Ce mercredi 17 juin sort en salles Mustang, réalisé par Deniz Gamze Ergüven. Sélectionné à la Quinzaine des réalisateurs lors du dernier festival de Cannes, le film traite d’une manière drôle et poignante de la place des femmes en Turquie à travers le destin de cinq sœurs. Rencontre avec une cinéaste pleine de promesses.
C’est l’une des révélations majeures de la Quinzaine des réalisateurs. Lauréat du Prix Label Europa Cinéma, Mustang, dirigé par Deniz Gamze Ergüven, a ému toute la Croisette en mai dernier. La réalisatrice turque y met en lumière la condition des femmes dans son pays d’origine à travers l’histoire de cinq sœurs dont le destin va tragiquement basculer.
Le long métrage s’ouvre sur le bonheur adolescent. De jeunes filles et garçons, encore vêtus de leurs uniformes scolaires, jouent dans l’eau de manière insouciante. Ils s’éclaboussent, se battent et rient à gorge déployée. Mais ces jeux innocents vont prendre une tournure inattendue et créer un scandale dans le village : les sœurs se seraient frottées aux garçons et seraient désormais impures.
Cette scène, a priori banale dans nos sociétés occidentales, est le point de départ du récit, et de l’enfermement dont vont être victimes les cinq héroïnes. C’est aussi une mésaventure qui est arrivée à Deniz Gamze Ergüven dans son enfance, et qu’elle a, des années plus tard, souhaité introduire en ouverture de sa première réalisation. “C’est quelque chose qui nous est vraiment arrivé dans la famille, confie la cinéaste au début de notre entretien. On nous avait accusées d’avoir fait quelque chose de dégoûtant parce qu’on s’était assises sur les épaules des garçons, et à l’époque, j’avais baissé les yeux, j’étais mortifiée.”

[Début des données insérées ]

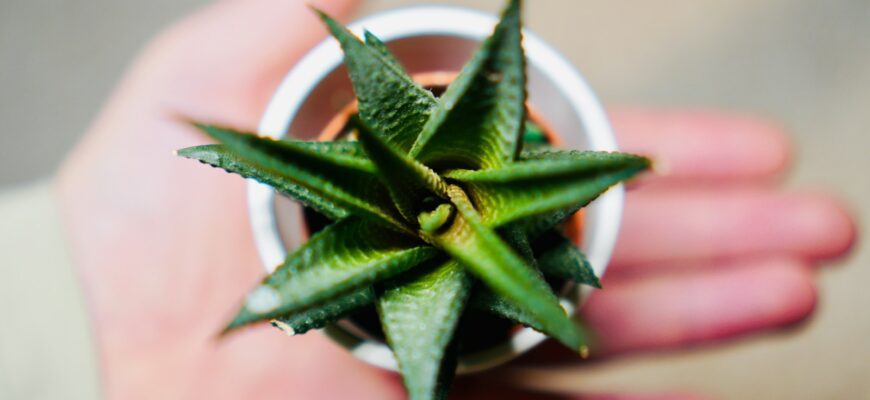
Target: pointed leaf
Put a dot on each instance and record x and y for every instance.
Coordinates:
(389, 101)
(346, 256)
(319, 316)
(409, 182)
(479, 120)
(419, 315)
(483, 252)
(558, 257)
(344, 179)
(485, 300)
(219, 156)
(376, 44)
(550, 182)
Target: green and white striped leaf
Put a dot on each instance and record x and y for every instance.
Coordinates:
(319, 316)
(349, 255)
(419, 315)
(486, 300)
(558, 257)
(483, 252)
(376, 44)
(549, 182)
(219, 156)
(389, 101)
(478, 122)
(409, 182)
(342, 178)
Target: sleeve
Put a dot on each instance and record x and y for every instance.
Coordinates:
(46, 344)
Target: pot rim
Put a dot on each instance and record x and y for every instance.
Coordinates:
(428, 20)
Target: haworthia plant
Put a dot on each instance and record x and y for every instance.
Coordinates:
(440, 206)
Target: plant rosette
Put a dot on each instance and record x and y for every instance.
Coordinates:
(431, 233)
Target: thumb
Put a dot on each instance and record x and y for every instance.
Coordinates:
(226, 60)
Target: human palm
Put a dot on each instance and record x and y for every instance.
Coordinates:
(710, 248)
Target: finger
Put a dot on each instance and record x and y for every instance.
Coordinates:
(225, 61)
(688, 309)
(301, 367)
(704, 145)
(642, 396)
(698, 225)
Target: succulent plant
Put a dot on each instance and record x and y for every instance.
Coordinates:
(436, 209)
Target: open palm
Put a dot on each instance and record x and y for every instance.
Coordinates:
(710, 248)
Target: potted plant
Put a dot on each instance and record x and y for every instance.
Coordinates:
(436, 222)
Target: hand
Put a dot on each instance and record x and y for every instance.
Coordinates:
(164, 251)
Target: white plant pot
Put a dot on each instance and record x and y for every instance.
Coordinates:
(432, 39)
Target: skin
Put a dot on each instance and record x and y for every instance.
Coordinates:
(164, 253)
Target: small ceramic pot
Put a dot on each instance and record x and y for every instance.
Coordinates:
(429, 39)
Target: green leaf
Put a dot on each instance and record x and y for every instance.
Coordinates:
(346, 256)
(344, 179)
(549, 182)
(376, 44)
(479, 120)
(558, 257)
(419, 315)
(485, 300)
(409, 182)
(389, 101)
(219, 156)
(483, 252)
(297, 323)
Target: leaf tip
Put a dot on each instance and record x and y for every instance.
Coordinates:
(584, 351)
(283, 326)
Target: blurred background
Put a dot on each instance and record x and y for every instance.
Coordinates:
(805, 63)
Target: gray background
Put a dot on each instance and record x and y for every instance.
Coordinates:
(803, 62)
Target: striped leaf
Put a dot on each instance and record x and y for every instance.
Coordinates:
(549, 182)
(346, 256)
(479, 120)
(485, 254)
(419, 315)
(389, 101)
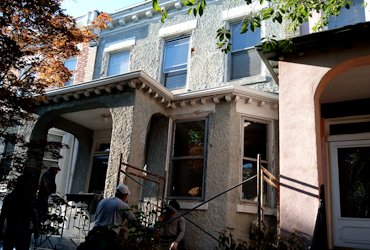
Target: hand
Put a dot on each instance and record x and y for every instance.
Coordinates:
(173, 245)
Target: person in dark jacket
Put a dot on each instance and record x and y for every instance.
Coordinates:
(47, 187)
(17, 214)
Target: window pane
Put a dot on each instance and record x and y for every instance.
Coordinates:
(187, 178)
(255, 139)
(71, 65)
(355, 14)
(246, 40)
(187, 164)
(245, 60)
(189, 139)
(175, 79)
(245, 63)
(118, 63)
(249, 188)
(175, 63)
(176, 54)
(354, 179)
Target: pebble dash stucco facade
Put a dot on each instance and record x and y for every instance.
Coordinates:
(133, 115)
(161, 97)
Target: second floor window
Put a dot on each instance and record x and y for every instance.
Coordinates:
(118, 63)
(70, 64)
(175, 63)
(244, 58)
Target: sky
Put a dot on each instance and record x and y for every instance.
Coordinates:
(77, 8)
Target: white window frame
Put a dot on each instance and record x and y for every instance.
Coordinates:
(171, 152)
(163, 74)
(248, 78)
(117, 47)
(71, 80)
(109, 57)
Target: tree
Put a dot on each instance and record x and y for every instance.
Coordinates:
(293, 12)
(35, 38)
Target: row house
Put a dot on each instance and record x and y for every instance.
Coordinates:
(162, 98)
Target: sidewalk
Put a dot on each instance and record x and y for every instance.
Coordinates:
(55, 242)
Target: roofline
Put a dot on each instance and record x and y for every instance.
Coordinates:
(141, 81)
(319, 40)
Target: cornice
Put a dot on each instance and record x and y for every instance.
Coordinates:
(140, 81)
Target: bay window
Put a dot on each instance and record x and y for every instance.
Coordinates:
(188, 159)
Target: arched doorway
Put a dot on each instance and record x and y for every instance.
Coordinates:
(345, 109)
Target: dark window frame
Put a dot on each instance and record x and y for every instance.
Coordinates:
(188, 157)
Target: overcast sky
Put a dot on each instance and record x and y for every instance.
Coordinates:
(77, 8)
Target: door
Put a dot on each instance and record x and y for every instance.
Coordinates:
(350, 185)
(98, 174)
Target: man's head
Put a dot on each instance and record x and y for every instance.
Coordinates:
(55, 169)
(174, 205)
(122, 191)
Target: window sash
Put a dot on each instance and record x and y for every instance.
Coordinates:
(175, 62)
(118, 63)
(71, 65)
(244, 58)
(244, 63)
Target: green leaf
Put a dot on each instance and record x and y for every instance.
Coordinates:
(156, 6)
(244, 27)
(200, 11)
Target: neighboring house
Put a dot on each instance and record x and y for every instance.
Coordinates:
(161, 97)
(324, 133)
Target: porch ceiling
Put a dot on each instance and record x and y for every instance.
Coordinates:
(97, 119)
(94, 119)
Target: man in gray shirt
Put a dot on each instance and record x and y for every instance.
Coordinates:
(109, 228)
(112, 212)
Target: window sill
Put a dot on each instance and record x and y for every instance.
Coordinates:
(252, 209)
(191, 204)
(249, 80)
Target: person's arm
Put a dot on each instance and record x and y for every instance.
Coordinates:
(3, 215)
(181, 229)
(35, 222)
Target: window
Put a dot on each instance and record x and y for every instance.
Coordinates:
(187, 168)
(175, 63)
(355, 14)
(70, 64)
(118, 63)
(52, 152)
(255, 142)
(244, 58)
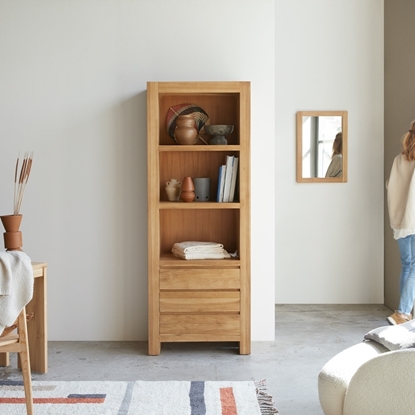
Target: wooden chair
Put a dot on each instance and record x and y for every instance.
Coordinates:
(18, 343)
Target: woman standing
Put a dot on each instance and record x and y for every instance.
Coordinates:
(335, 168)
(401, 206)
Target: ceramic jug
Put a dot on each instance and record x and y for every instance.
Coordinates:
(173, 188)
(185, 132)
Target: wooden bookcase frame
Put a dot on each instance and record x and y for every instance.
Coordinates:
(198, 300)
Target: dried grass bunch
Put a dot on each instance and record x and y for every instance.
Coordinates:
(21, 177)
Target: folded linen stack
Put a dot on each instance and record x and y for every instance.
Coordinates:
(199, 250)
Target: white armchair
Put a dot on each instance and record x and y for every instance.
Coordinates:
(370, 379)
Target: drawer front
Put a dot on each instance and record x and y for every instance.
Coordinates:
(210, 327)
(200, 301)
(200, 279)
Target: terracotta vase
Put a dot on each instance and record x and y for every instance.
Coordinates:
(12, 237)
(188, 193)
(185, 132)
(173, 188)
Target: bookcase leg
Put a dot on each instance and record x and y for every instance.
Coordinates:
(154, 348)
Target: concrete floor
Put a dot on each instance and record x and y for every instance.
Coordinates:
(306, 337)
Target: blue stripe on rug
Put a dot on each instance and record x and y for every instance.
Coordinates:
(197, 398)
(11, 383)
(125, 404)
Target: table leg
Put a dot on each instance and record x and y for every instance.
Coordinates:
(37, 326)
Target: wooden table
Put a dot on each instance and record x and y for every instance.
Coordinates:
(37, 326)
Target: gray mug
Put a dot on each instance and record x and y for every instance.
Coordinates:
(202, 188)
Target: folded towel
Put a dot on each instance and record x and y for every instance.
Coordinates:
(5, 273)
(16, 282)
(199, 250)
(194, 246)
(202, 255)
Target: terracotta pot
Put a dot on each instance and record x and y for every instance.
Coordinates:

Contrairement à elle, Lale, Nur, Selma, Ece et Sonay crient, tapent du pied et se rebellent face à ces accusations injustifiées. Cela n’empêche pas leur oncle de les enfermer entre les murs de leur propre maison, qui devient peu à peu une usine à mariages.
À voir aussi sur Konbini
Fiction et autobiographie
Âgée de 37 ans, la réalisatrice a une silhouette frêle et s’exprime d’une voix très douce. Mais ne vous laissez pas tromper par son allure : lorsque l’on regarde son parcours, Deniz Gamze Ergüven semble avoir été forgée avec de l’acier et sa volonté pourrait résister à toutes les intempéries. Née à Ankara, elle a, dès l’enfance, énormément voyagé et fait de nombreux allers-retours entre la France, la Turquie puis les États-Unis. Cosmopolite, elle intègre le prestigieux département Réalisation de la Fémis en 2002, après une licence de Lettres et une maîtrise d’Histoire africaine à Johannesburg.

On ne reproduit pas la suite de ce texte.